Mouse CD14 Quantikine ELISA Kit Summary

Product Summary

The Quantikine Mouse CD14 Immunoassay is a 4.5 hour solid phase ELISA designed to measure mouse CD14 levels in cell culture supernates, serum, and plasma. It contains NS0-expressed recombinant mouse CD14 and antibodies raised against the recombinant factor. This immunoassay has been shown to quantitate the recombinant mouse CD14 accurately. Results obtained using natural mouse CD14 showed dose-response curves that were parallel to the standard curves obtained using the recombinant kit standards. These results indicate that this kit can be used to determine relative mass values for natural mouse CD14.

Preparation and Storage

Background: CD14

CD14 is an acute phase glycoprotein that binds lipopolysaccharide (LPS) endotoxins with cells, thereby signaling the presence of gram-negative bacteria (1-4). Its 11 leucine-rich repeats mediate the interaction with LPS. The 55 kDa form, mCD14, is anchored to the membrane via glycosylphosphatidylinositol (GPI) linkage (1, 2, 5-7). Human mCD14 shares 63-73% amino acid sequence identity with mouse, rat or rabbit CD14. Soluble forms of CD14, or sCD14, may be secreted prior to GPI linkage or shed by proteolysis or cleavage of the GPI linkage. This variation, plus variable glycosylation, creates forms that may range from 43 to 53 kDa (8-10). In humans, the N terminal 13 kDa, termed presepsin or sCD14-ST, is a small soluble subtype that is found in plasma during sepsis or local infection (11-13). Membrane CD14 is expressed primarily on the cells that are most sensitive to LPS, including monocytes, macrophages and neutrophils (1-3). Lower amounts are detected on other cells, such as B cells, epithelial cells, endothelial cells, and fibroblasts (1, 14-16). Soluble CD14 is found in serum, urine and other body fluids (5).  

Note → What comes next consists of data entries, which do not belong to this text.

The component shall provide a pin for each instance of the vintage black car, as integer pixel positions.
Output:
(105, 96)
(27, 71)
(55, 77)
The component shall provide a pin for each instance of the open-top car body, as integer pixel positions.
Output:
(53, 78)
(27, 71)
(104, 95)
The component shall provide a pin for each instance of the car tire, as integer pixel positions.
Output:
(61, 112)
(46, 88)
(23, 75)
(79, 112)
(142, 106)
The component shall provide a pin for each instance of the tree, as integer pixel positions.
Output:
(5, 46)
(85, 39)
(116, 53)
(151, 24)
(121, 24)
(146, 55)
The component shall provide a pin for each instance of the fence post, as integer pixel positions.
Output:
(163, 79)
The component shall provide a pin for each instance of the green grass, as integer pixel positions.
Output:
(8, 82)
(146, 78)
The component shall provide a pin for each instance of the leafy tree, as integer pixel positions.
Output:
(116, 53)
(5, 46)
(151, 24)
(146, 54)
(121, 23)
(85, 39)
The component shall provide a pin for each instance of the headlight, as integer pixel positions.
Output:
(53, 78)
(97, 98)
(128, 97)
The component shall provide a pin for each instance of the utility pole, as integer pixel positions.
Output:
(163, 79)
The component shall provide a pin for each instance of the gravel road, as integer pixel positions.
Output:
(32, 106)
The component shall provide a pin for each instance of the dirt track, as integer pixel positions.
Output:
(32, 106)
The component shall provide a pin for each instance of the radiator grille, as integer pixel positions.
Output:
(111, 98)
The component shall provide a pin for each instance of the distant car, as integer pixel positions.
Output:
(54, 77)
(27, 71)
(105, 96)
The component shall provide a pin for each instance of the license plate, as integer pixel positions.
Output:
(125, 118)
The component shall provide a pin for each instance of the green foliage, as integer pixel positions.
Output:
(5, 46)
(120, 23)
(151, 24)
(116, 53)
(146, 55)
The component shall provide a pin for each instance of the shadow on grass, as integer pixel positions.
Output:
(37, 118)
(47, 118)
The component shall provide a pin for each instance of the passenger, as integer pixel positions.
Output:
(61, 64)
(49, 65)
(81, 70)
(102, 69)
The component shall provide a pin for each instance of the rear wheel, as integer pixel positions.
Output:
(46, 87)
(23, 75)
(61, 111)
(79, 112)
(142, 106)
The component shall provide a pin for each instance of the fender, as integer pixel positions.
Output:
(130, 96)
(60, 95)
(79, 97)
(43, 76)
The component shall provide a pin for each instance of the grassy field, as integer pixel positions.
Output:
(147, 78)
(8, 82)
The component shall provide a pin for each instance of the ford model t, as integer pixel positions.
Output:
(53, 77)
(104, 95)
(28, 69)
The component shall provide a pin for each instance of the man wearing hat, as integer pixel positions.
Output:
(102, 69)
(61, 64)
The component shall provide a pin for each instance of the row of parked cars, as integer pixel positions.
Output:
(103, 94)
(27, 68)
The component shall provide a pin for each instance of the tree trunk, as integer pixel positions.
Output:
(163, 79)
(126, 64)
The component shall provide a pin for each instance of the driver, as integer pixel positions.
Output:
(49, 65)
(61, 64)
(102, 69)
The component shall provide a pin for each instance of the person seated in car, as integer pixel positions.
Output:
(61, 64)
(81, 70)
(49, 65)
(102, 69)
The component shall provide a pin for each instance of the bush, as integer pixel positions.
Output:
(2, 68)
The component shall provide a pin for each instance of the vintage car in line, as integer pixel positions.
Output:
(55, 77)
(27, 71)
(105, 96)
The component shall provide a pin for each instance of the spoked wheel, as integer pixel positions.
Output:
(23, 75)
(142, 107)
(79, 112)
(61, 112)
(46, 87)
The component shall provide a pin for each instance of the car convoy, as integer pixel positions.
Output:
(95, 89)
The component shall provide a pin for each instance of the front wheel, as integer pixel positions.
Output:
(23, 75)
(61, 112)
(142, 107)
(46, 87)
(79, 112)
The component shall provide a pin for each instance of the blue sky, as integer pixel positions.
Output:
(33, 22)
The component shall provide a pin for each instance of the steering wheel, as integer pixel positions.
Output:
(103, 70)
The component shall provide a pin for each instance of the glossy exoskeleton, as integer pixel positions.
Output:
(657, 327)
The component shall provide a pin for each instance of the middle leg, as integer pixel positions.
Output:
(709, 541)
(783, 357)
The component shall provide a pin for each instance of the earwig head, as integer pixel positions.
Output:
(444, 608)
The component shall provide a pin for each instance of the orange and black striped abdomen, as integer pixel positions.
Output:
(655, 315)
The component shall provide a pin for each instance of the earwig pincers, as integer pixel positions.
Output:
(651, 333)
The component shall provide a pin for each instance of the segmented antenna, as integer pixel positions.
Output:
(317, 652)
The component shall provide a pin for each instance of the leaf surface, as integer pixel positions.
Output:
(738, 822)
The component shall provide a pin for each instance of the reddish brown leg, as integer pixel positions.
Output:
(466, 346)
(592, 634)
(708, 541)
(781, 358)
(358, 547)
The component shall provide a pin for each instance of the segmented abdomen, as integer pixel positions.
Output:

CD14 cooperates with another acute phase protein, LBP (LPS-binding protein), which binds LPS and transfers it to CD14 (1-3, 17). LPS can be further transferred from CD14 to the TLR4/MD2 complex on the cell surface (1). LPS causes signaling via clustering of LPS-bound CD14/TLR4/ MD2 complexes within cholesterol-rich lipid rafts (1). These signals induce production of inflammatory cytokines and other inflammatory proteins (18, 19). When uncoordinated, the signals contribute to septic shock (1). CD14 potentiates TLR-mediated signals triggered by microbe-derived ligands other than LPS, including TLR2 activation by polymeric peptidoglycan, gram-positive bacterial lipoteichoic acid, or mycobacterial lipoarabinomannan (1, 20). It increases uptake and trafficking of the viral TLR3 ligand, poly(I:C) (1, 20). In the lungs, CD14 binds phosphoinositides and surfactant proteins, such as SP-A and SP-D, via interaction of lipids with the CD14 LPS binding site (21, 22). CD14 may also bind ICAM-3 on apoptotic leukocytes and induce phagocytosis (23).  

High concentrations of sCD14 may inhibit LPS-mediated responses by competing for binding to mCD14 (24). In the presence of LBP, however, sCD14 can also potentiate LPS responses or help cells to clear circulating LPS, whether or not the cells express mCD14 (16-19). At low concentrations of LPS, both sCD14 and mCD14 can mediate endothelial cell responses such as upregulation of E-selectin, while response to intermediate concentrations of LPS requires mCD14 (16). Circulating sCD14, especially presepsin, is increased in sepsis and may correlate with severity (11, 12). sCD14 may be increased as compared to normal circulating sCD14 in some autoimmune diseases, such as multiple sclerosis and rheumatoid arthritis, but decreased in others, such as Crohn's disease (25-27). sCD14 can also modulate inflammation-driven insulin resistance (28).

Assay Procedure

Refer to the product datasheet for the complete assay procedure.

Bring all reagents and samples to room temperature before use. It is recommended that all samples, standards, and controls be assayed in duplicate.

1、Prepare all reagents, standard dilutions, and samples as directed in the product insert.

2、Remove excess microplate strips from the plate frame, return them to the foil pouch containing the desiccant pack, and reseal.

3、Add 50 μL of Assay Diluent to each well.

4、Add 50 μL of Standard, control, or sample to each well. Cover with a plate sealer, and incubate at room temperature for 2 hours.

5、Aspirate each well and wash, repeating the process 4 times for a total of 5 washes.

6、Add 100 μL of Conjugate to each well. Cover with a new plate sealer, and incubate at room temperature for 2 hours.

7、Aspirate and wash 5 times.

8、Add 100 μL Substrate Solution to each well.

9、Add 100 μL of Stop Solution to each well. Read at 450 nm within 30 minutes. Set wavelength correction to 540 nm or 570 nm.